Sunday, September 21, 2014
It’s about an Indian family in the U.S. The matriarch is dying. Her relationships with her adult children are tenuous, conflicted. It’s old country vs. new country; she is still rooted in India while her children and grandchildren are firmly American. The conflicts play out in food, in approaches to childrearing, and in expectations of attention. The daughter, Mala, a doctor, is an anorexic control freak. The son Ronak works in finance--his most successful relationship is with his iPhone. No one can meet anyone else’s minimal expectations, let alone make anyone else happy.

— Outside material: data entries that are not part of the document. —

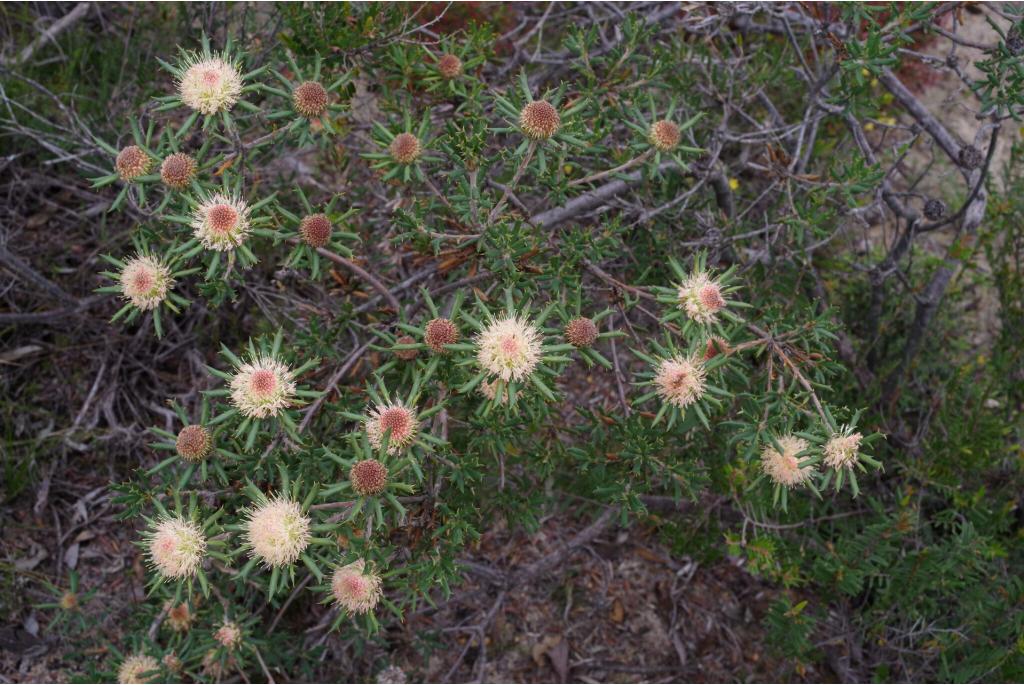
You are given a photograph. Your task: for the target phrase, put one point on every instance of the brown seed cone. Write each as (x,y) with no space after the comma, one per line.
(581,332)
(440,332)
(406,354)
(450,66)
(664,135)
(132,162)
(404,148)
(177,170)
(309,99)
(315,230)
(194,443)
(368,477)
(539,120)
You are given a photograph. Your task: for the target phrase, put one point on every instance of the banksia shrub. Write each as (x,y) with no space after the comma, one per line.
(309,99)
(132,162)
(177,170)
(539,120)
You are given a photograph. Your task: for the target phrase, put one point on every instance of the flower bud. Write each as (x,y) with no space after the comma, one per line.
(309,99)
(440,332)
(177,170)
(368,477)
(404,148)
(539,120)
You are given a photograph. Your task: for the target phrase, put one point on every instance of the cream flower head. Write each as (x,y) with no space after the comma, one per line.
(680,381)
(783,468)
(397,418)
(355,589)
(278,531)
(220,222)
(145,282)
(209,84)
(133,668)
(176,548)
(509,348)
(700,297)
(262,388)
(842,450)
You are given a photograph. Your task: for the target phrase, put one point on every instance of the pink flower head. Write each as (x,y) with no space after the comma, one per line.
(355,589)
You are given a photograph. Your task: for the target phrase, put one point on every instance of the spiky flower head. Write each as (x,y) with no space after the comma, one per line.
(194,443)
(509,347)
(278,531)
(145,282)
(440,332)
(228,635)
(396,418)
(368,476)
(664,135)
(172,662)
(404,148)
(315,229)
(177,170)
(581,332)
(354,588)
(176,547)
(449,66)
(179,617)
(716,346)
(700,297)
(539,120)
(220,222)
(406,354)
(680,381)
(783,467)
(392,675)
(842,450)
(135,668)
(309,99)
(209,84)
(132,162)
(262,388)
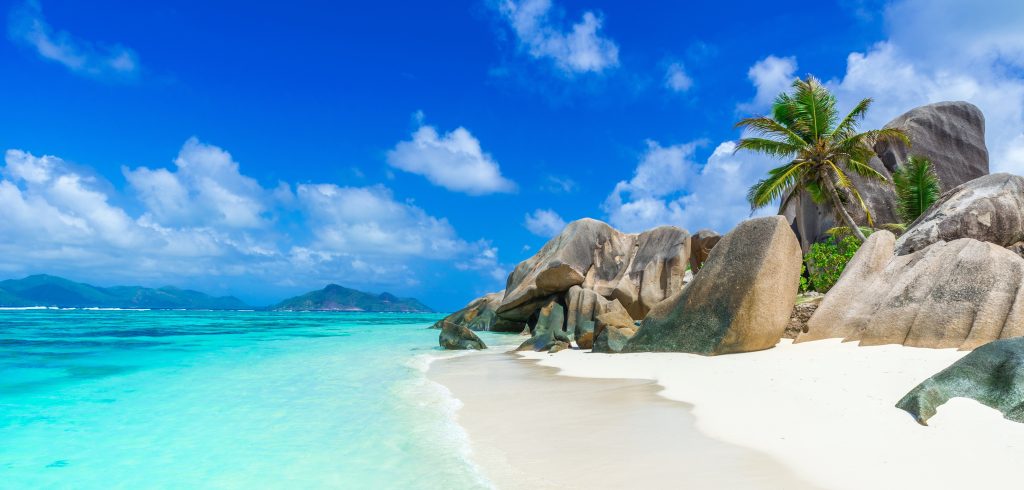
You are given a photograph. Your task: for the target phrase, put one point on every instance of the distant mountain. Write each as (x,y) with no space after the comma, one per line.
(45,290)
(336,298)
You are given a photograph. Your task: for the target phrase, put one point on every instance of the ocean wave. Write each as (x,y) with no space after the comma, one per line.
(428,395)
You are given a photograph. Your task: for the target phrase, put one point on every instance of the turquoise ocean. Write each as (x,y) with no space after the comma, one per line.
(201,399)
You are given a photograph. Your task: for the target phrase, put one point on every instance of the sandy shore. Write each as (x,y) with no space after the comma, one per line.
(531,429)
(826,410)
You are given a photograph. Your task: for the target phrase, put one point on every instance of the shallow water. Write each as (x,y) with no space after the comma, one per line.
(176,399)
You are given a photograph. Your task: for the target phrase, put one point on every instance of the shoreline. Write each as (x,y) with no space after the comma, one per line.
(826,409)
(529,428)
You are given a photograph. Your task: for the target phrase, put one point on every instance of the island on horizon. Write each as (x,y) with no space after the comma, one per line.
(53,292)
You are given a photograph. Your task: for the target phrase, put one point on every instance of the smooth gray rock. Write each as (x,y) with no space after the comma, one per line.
(549,327)
(992,374)
(612,340)
(987,209)
(700,245)
(639,270)
(961,294)
(456,337)
(950,134)
(739,302)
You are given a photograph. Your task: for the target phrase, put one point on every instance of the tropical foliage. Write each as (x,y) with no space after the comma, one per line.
(826,261)
(916,188)
(822,149)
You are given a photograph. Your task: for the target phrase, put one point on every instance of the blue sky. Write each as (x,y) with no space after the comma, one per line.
(426,148)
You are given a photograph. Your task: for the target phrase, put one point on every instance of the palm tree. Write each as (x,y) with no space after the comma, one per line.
(916,187)
(805,128)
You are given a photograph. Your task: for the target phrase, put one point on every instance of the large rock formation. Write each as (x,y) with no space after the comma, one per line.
(992,374)
(700,245)
(638,270)
(458,337)
(548,331)
(479,314)
(589,269)
(961,294)
(740,301)
(987,209)
(950,134)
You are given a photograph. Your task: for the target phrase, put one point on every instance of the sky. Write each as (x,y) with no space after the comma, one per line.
(424,148)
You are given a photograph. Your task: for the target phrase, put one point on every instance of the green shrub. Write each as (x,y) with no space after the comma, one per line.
(826,260)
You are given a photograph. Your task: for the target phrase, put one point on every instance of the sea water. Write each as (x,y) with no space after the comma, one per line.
(189,399)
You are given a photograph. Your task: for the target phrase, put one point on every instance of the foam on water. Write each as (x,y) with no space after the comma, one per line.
(171,399)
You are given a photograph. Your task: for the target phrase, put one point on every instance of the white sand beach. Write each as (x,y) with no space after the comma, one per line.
(825,409)
(531,429)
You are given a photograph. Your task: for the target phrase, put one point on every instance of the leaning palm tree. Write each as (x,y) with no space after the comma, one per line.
(916,187)
(822,149)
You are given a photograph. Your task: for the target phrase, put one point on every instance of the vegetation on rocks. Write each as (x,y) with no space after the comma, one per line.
(916,188)
(822,149)
(826,260)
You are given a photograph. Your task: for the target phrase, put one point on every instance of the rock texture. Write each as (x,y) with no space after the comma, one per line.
(739,302)
(548,330)
(992,374)
(961,294)
(987,209)
(639,270)
(456,337)
(700,245)
(481,314)
(950,134)
(802,313)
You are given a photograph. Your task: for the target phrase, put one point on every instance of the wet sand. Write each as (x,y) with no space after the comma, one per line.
(532,429)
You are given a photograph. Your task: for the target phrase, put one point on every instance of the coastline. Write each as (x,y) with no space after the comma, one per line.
(826,410)
(529,428)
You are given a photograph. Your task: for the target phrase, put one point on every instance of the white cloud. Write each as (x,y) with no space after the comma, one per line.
(485,261)
(695,195)
(581,49)
(545,223)
(935,51)
(947,50)
(368,220)
(770,77)
(27,27)
(206,221)
(676,78)
(454,161)
(556,184)
(206,189)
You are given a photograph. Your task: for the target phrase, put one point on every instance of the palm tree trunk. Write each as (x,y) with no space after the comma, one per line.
(838,204)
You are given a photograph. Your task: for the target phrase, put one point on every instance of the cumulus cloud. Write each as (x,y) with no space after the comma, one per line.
(770,77)
(692,195)
(370,221)
(206,188)
(207,220)
(454,161)
(540,33)
(485,261)
(948,51)
(544,223)
(28,27)
(676,78)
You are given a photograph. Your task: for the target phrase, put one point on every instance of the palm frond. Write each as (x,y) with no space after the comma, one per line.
(840,231)
(848,125)
(768,146)
(916,188)
(814,107)
(780,180)
(768,127)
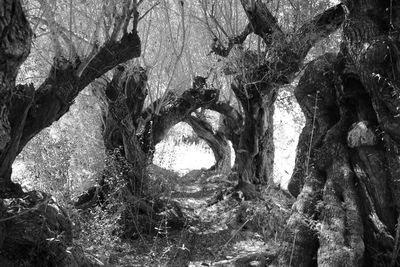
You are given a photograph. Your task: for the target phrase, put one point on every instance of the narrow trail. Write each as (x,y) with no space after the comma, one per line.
(228,233)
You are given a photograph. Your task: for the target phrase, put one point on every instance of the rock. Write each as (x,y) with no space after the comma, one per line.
(35,231)
(361,134)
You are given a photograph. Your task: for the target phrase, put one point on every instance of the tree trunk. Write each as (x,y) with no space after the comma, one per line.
(215,140)
(347,160)
(255,155)
(255,84)
(15,44)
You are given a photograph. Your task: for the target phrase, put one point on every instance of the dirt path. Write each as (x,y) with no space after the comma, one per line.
(228,233)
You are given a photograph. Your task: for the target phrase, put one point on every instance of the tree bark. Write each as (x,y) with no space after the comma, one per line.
(255,85)
(215,140)
(26,111)
(347,160)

For a while the mother and daughter attempt to use cooking as a means to connect to one another, as the mother teachers her daughter the family recipes. But even that doesn't really work. While the mother revels in the creativity of cooking, of using food to express love, to evoke memories, and to create sensory experience, Mala treats the whole activity like a science experiment, reducing each recipe to a series of unconnected ingredients and precise measurements, completely missing the point. And her eating disorder provides further subtext throughout the activity--Mala restricts herself to tiny portions of what they make together (insert interpretation of food=love symbolism here). It was all just sad. Is that what the author intended?
I never know what to say about books that are well written but unpleasant. Or, for that matter, how to recommend them. Do you want to read a book about some miserable people who really don't get one another and can't connect at all? Here you go.